Thermal distillation may treat flowback water containing up to, and in some cases even exceeding, 125,000 mg/L of TDS, but even the most modern technology is limited to low flow rates (300 m3/d), necessitating the construction of large storage impoundments (Veil 2008). For example, flowback water from the Marcellus Shale gas sites can be produced at rates of 3000 m3/d or higher.
Recent developments include using mechanical vapor-recompression systems to concentrate flowback water, which can be done at a fraction of the cost of conventional distillation because the heat of the compressed vapor is used to preheat the influent. Further water evaporation to create dry mineral crystals (i.e. crystallization) will improve water recovery and create salt products that might be reused as industrial feed stocks. Crystallization is a feasible approach for treating flowback water with TDS concentrations as high as 300,000 mg/L, but it has high energy requirements and large capital costs.
Other Treatment Options
Several other technologies have been or are being developed for treating flowback water, but each has its limitations. Falling into this category are ion exchange and capacitive deionization (Jurenka 2007), which are limited to the treatment of low-TDS water; freeze–thaw evaporation, which is restricted to cold climates; evaporation ponds, which are restricted to arid climates; and artificial wetlands and agricultural reuse (Veil et al. 2004), which are greatly limited by the salinity tolerance of plant and animal life.

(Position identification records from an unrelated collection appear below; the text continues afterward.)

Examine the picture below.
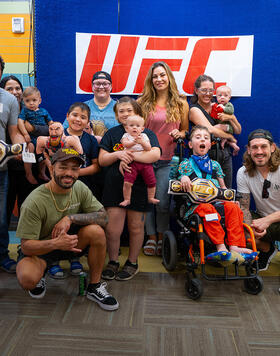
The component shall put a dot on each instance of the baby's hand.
(138, 139)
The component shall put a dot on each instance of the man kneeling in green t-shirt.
(60, 219)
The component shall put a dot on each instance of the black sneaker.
(266, 257)
(103, 298)
(129, 271)
(40, 290)
(111, 270)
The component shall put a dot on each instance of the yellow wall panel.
(10, 34)
(20, 41)
(16, 58)
(13, 50)
(14, 47)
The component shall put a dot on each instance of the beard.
(59, 182)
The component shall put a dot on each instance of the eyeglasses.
(206, 91)
(105, 85)
(265, 192)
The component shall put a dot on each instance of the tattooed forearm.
(245, 207)
(99, 217)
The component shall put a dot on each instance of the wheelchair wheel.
(194, 288)
(253, 285)
(169, 250)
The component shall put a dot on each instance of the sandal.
(159, 248)
(150, 248)
(8, 265)
(56, 272)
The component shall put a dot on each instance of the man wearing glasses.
(101, 106)
(260, 176)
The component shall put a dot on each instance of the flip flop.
(150, 248)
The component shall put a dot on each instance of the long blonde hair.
(273, 163)
(147, 101)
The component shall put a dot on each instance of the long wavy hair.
(147, 101)
(273, 163)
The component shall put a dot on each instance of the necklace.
(55, 204)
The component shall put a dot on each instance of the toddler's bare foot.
(125, 202)
(153, 201)
(240, 249)
(31, 179)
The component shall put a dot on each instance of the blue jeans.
(157, 220)
(4, 234)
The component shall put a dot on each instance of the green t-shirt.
(38, 214)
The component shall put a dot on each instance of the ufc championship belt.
(203, 191)
(8, 151)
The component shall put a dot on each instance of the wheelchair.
(190, 243)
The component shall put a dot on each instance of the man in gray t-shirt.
(9, 110)
(260, 177)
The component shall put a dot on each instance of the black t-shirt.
(113, 186)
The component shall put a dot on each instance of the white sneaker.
(103, 298)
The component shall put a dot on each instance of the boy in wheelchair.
(201, 166)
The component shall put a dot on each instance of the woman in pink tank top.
(166, 113)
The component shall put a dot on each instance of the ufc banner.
(228, 60)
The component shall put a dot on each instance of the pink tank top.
(156, 123)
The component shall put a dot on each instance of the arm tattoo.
(99, 217)
(245, 207)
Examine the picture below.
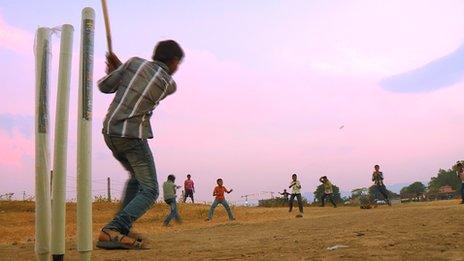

On-Site Reuse for Hydraulic Fracturing
One of the most promising technologies for management of flowback water is its reuse in subsequent hydraulic fracturing operations. Flowback water is impounded at the surface and reused either directly or following dilution or pretreatment. Reuse is particularly attractive in regions where deep-well disposal options are limited or where the availability of make-up water for hydraulic fracturing is limited.
The reuse of flowback water has the benefit of minimizing the volume of such water that must be treated or disposed of and greatly reduces environmental risks while enhancing the economics of shale gas extraction. Potentially limiting factors for reuse are the chemical stability of the viscosity modifiers and other constituents of hydraulic fracture water in the brine solution and the potential for precipitation of divalent cations in the well-bore.
The effectiveness of friction reducers may be decreased at high TDS concentrations (Kamel and Shah 2009). The development of additives that retain their effectiveness in brine solutions are likely to expand the opportunity for reuse of flowback water for subsequent hydraulic fracturing. The divalent cations in the flowback water are solubilized from formation minerals and can form stable carbonate and sulfate precipitates in the wellbore if the flowback water is reinjected.
This may potentially reduce gas production from the well. In particular, barium and strontium form very low-solubility solids with sulfate, while high calcium concentrations may lead to calcite formation. Depending on the quality of the flowback water, pretreatment to reduce the divalent cation concentration by precipitation may be necessary.